Systematic detection of protein regions affected by alternative splicing

Shionyu, Masafumi*; Yura, Kei; Hijikata, Atsushi*; Nakahara, Taku*; Shinoda, Kazuki*; Yamaguchi, Akihiro*; Takahashi, Kenichi*; Go, Michiko*

Alternative splicing (AS) is a cellular process where multiple mature mRNAs are produced from a single gene by different usage of exons. From computational and experimental approaches, it is estimated that 30-70% of human genes undergo alternative splicing. There are a number of reports on spliced mRNAs involved in biological processes, yet functional analyses of a large number of proteins produced by AS remain to be performed. Functional analyses of these proteins by experiments are time-consuming, and therefore, a computational approach that can estimate effect of AS on proteins is required. We have developed a pipeline that can systematically detect AS regions, which are defined as protein regions modified by alternatively spliced exon, using genomic sequences and full-length transcripts data. The pipeline further assigned AS regions to protein three-dimensional structures and can estimate effects of AS on protein conformation stability and functional sites.
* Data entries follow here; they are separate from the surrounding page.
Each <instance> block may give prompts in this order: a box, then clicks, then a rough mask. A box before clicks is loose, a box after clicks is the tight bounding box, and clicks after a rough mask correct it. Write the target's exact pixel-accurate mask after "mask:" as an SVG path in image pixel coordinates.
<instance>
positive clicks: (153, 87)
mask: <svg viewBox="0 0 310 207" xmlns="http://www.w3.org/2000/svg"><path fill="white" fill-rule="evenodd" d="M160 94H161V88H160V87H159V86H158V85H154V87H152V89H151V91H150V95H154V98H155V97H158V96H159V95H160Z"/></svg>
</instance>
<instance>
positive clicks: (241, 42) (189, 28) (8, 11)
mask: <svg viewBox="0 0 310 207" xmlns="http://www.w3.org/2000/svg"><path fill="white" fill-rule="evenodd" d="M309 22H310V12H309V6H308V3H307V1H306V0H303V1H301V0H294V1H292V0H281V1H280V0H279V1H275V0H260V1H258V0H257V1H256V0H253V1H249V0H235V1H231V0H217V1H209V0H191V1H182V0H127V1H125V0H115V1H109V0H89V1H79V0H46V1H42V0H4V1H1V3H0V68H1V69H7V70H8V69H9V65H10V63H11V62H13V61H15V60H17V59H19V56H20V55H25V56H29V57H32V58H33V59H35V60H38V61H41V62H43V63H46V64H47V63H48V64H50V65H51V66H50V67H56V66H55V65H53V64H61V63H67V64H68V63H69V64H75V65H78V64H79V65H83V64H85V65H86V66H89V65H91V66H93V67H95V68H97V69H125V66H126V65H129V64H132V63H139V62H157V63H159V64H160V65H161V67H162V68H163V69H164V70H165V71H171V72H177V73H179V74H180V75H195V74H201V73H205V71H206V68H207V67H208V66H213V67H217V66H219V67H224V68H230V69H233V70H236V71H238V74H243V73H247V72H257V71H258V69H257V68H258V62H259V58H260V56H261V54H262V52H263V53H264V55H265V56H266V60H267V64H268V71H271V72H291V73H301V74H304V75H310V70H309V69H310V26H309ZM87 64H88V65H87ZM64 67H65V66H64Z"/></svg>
We analyzed human AS regions using our pipeline and found that about half of AS regions fell into a size shorter than 100 amino acid residues. We, then, assessed the relationship between AS regions and protein structural domains and found that about 40% of AS regions were placed within a domain and the ratio of AS regions corresponding to domains was only about 10%. This result suggests that AS regulates protein function through alteration of segments within a domain rather than through switching protein domains. We will discuss how AS regulates protein function through alteration of segments within a domain.